Friday, April 20, 2012
I was alright today. I thought I was going to fail at the end of the day when I was scarfing down those awesome everything bread sticks (3), to be followed by baby carrots and hummus (and two more bread sticks for good measure), and that square of chocolate that I ALMOST forgot to track. I have selective memory ya know. And then I input everything and I'm no where near going over. I could still eat a whole sandwich if I really wanted to. Clearly I am just crazy. I always do the same thing when I think I am going to just pig out. I tell myself I don't care. But I decided I did care and here I am. Even got in more than enough calcium, thank you (5) polly-o string cheese.
Yesterday was a special, different kind of story. I find that when I am hung over (ohgodiamneverdrinkingagainble
hh) I don't track at all. Or I haven't yet. I'm pretty sure I went over a little on Tuesday by taking all those vodka shots. And those couple beers, but what's a few hundred calories when Game of Thrones is on?

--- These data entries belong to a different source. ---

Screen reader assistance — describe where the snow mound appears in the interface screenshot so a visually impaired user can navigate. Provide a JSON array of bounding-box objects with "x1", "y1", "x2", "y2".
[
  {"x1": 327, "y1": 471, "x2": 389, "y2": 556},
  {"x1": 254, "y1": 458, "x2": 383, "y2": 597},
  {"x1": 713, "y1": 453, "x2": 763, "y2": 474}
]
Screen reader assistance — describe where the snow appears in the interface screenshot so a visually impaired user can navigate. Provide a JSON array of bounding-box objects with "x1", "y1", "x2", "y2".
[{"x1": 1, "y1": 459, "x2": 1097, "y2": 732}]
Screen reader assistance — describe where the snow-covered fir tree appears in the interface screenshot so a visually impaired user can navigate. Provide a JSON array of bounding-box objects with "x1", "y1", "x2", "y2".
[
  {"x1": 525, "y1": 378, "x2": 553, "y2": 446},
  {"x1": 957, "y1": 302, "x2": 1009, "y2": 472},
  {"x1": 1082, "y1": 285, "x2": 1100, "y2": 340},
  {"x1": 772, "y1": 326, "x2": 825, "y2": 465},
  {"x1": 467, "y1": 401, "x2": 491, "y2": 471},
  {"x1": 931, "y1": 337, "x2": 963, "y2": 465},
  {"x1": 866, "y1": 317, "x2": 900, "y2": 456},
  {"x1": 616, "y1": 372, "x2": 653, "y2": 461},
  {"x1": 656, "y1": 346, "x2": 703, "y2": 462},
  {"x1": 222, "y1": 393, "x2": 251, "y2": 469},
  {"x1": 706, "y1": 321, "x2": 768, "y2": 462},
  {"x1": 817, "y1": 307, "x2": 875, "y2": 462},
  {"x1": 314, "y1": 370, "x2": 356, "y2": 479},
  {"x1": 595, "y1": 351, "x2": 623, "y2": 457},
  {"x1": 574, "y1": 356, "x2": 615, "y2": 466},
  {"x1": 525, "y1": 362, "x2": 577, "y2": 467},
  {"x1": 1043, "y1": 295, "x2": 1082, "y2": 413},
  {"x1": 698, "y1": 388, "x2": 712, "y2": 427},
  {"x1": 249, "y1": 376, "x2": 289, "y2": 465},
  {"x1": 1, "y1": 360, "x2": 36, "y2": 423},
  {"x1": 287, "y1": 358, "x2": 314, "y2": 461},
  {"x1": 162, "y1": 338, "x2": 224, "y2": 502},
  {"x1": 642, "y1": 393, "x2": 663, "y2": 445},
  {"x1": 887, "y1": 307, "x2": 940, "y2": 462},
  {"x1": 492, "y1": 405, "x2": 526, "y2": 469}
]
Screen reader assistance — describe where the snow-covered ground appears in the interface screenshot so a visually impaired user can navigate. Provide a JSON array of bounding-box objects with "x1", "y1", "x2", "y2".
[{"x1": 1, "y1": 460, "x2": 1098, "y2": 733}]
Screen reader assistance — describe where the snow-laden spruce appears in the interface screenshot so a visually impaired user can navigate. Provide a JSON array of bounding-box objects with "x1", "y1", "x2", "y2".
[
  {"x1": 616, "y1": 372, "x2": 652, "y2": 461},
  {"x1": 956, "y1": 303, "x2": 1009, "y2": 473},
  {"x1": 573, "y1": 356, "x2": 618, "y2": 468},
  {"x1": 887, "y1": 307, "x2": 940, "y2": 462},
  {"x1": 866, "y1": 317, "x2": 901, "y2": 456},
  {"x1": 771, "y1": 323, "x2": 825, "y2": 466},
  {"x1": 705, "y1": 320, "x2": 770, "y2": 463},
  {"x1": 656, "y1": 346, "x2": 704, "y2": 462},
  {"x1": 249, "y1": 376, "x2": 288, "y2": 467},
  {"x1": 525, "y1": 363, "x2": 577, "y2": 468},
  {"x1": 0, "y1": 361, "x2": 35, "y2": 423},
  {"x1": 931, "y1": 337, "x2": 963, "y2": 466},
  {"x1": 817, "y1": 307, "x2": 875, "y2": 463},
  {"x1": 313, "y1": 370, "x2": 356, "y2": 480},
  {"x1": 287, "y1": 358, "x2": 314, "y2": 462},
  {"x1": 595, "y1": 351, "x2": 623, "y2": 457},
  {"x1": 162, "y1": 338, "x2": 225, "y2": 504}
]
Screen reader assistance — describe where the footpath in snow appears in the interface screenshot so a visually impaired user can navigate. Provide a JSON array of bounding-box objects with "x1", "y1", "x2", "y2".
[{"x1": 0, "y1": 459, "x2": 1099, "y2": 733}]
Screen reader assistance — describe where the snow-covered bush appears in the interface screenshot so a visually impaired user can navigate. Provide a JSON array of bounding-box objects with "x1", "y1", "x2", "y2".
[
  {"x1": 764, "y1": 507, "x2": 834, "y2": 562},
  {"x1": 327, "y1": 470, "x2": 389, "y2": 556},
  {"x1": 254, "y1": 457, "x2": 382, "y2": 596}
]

I bought my sweetheart a pizza and some scratch offs to try to make up for being crazy. He usually ribs me pretty good when something like this happens but he took it easy on me (lucky me, I know he hates when I black out). I didn't track, and I can't even pretend to remember what I ate all of 1 day later. I tend to drink a lot of milk when I'm hung over. Not sure why. I wryly refer to puking after said milk-drinking as "makin' cheese" (think what you will, I know I am comic genius). I drank a lot of milk, and had a bunch of garlic knots and a slice. Some cereal and one of those cereal bars rounded out my day. Carb-tastic. I choose to be kind to myself when I feel like death.
I've decided to take sabbatical from drinking. I don't know/have a limit and, while I love to get crunk, crunk hasn't loved me in some time. Plus, that's a whole lot of calories I could be wasting on chocolate.